Hukuki normlara ek olarak hukuk dışı teknik normlar da vardır. Birincisinden farklı olarak, yasal güçleri yoktur ve makul olmaları nedeniyle uygulanırlar. Bu tür normlar, özellikle BM'nin uzman kuruluşları tarafından aktif olarak kullanılmaktadır. Uluslararası Sivil Havacılık Örgütü veya Uluslararası Telekomünikasyon Birliği gibi kuruluşların eylemlerinin çoğu, esas olarak teknik düzenlemelerden oluşur ve büyük miktarda düzenleme gerçekleştirir.
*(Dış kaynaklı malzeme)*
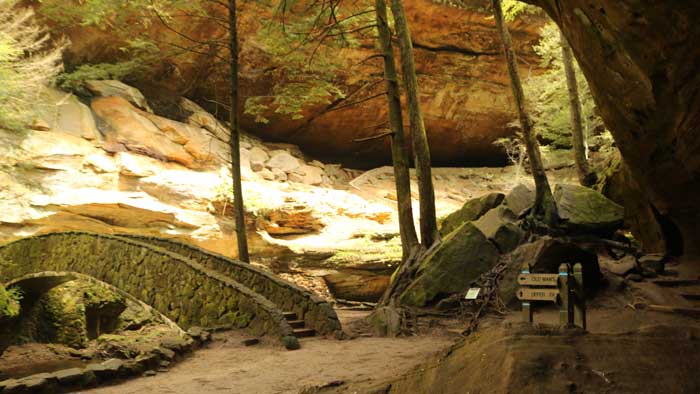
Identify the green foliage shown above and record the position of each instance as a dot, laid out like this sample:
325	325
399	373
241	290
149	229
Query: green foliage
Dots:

Uygulamalarında, bu normların teknik ve diğer uluslararası hukuk normlarıyla etkileşiminin gelişimini gösteren birçok ilginç an vardı. Uluslararası Adalet Divanı'nın yasal olanlarla birlikte teknik normları da uygulaması özellikle ilgi çekicidir.

Bilim ve teknoloji alanındaki yeni fırsatlar, teknik düzenlemelerin tasarımı ve uygulanmasıyla ilgilenenlere ek talepler getirmektedir. Uzmanların rolü artıyor, bugün hukuk alanında temel bilgilere sahip olmaları gerekiyor. Teknik işbirliğine dahil olan paradiplomatlar var. Neden sadece bilim ve teknoloji alanında değil, aynı zamanda bir dereceye kadar hukuk alanında da hukukçular, uzmanlar olmasın? Doğru, uluslararası yasal mekanizma sürekli daha karmaşık hale geliyor. Bu nedenle, avukatlar neredeyse tamamen değiştirilemez. Belki de bu sorunu çözmenin ana yönü, profesyonel avukatların bir veya başka bir teknik işbirliği alanında uzmanlaşması olacaktır.
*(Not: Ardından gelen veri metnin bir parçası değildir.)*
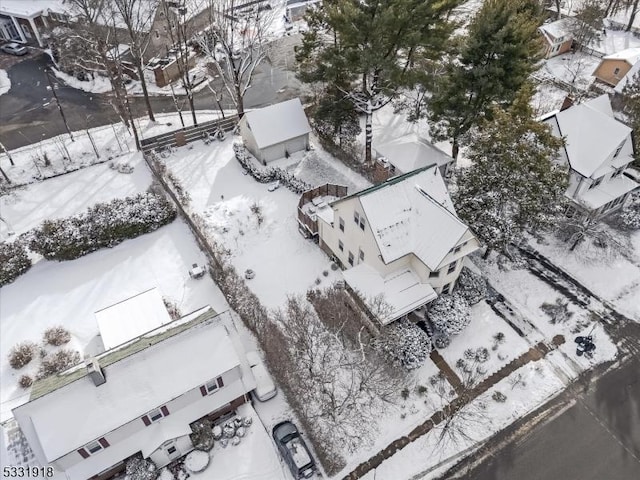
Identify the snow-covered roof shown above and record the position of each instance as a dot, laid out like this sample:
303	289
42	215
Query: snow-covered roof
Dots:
141	376
409	152
277	123
412	213
31	8
630	55
557	29
131	318
401	290
633	73
591	132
Program ve öneriler. Literatür, uluslararası hukukta program normlarının varlığı sorununu tartışmaktadır. Normların çoğunun bir program öğesi içerdiğine dikkat edin. Sadece olanı düzeltmekle kalmaz, aynı zamanda ne olması gerektiğini de tanımlarlar, çoğu durumda gelecekteki davranışlara adanmışlardır. Anlaşmaların çoğu işbirliğinin geliştirilmesini programlamaktadır.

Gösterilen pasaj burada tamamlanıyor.